DNS client

The Domain Name System or DNS client is used to convert domain names into IP addresses and vice-versa. The DNS client configuration is stored in the /etc/resolv.conf file but the /etc/nsswitch.conf contains the parameter hosts which determines the source of DNS information.

The most common value of the hosts parameter in /etc/nsswitch.conf tends to be…

# grep “^hosts:” /etc/nsswitch.conf
hosts: files dns

… but depending on the company’s infrastructure decisions, we might see also 3 more values for the hosts parameter: nis, nisplus and ldap.

The setting above would use /etc/hosts to resolve IP addresses and query the DNS servers only when the hosts file fails to give a match. As a rule of thumb, we should include in /etc/hosts all the names of those internal servers with static IPs that are accessed most often from our host. This avoids unnecessary querying of the DNS servers and speeds up network communications.

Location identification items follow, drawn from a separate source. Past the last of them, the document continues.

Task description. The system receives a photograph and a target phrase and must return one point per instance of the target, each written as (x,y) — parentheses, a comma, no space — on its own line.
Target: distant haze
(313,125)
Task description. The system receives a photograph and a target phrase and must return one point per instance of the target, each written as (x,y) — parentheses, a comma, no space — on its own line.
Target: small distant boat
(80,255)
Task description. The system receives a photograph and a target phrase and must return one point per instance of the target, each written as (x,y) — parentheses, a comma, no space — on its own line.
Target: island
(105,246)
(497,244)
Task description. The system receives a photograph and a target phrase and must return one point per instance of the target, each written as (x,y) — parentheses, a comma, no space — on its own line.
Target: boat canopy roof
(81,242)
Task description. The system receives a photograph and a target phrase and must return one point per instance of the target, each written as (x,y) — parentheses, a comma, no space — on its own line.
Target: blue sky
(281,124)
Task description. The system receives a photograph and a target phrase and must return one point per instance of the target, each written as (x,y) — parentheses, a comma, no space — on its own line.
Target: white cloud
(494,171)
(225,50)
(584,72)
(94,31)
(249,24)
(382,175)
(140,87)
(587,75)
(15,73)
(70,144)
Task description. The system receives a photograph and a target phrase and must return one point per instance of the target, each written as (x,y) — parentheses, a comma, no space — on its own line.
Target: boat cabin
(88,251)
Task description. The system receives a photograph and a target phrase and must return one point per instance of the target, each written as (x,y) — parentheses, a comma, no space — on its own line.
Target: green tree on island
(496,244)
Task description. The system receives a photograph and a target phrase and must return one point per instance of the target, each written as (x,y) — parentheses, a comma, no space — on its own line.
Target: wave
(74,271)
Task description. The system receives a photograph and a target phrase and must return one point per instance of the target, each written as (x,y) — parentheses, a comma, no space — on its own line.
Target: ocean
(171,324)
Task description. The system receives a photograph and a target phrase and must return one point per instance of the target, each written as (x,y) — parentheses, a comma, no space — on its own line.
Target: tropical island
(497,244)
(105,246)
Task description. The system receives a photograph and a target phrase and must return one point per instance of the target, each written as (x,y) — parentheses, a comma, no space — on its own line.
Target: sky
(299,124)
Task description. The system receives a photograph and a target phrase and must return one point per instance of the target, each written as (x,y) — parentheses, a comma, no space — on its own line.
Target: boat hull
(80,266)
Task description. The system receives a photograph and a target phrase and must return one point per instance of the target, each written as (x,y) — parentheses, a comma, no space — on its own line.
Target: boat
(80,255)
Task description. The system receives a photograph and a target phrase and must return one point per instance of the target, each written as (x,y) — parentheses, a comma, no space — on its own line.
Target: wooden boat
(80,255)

The main DNS client file is pretty simple:

# cat /etc/resolv.conf
nameserver 8.8.8.8
nameserver 8.8.4.4
nameserver 178.79.174.162
nameserver 185.10.203.37
nameserver 37.187.0.40
nameserver 192.71.249.249
.
domain bogomips.net
.
search bogomips.net
.
options timeout:3
options attempts:2
options rotate

The nameserver parameter specifies a DNS server that is reachable from the current host. We can list as many as we want.

The domain parameter states the domain of the current host.

The search parameter lists the domain names to append to those queries with just a hostname without any domain.

The timeout option obviously states the number of seconds the client will wait for a reply before re-
attempting the query on the same or another server.

The attempts option specifies the number of attempts on the same DNS server before switching to another one.

Finally, the rotate option causes the DNS client to use all the listed DNS servers on a round-robin fashion rather than starting always by the first one and down the list.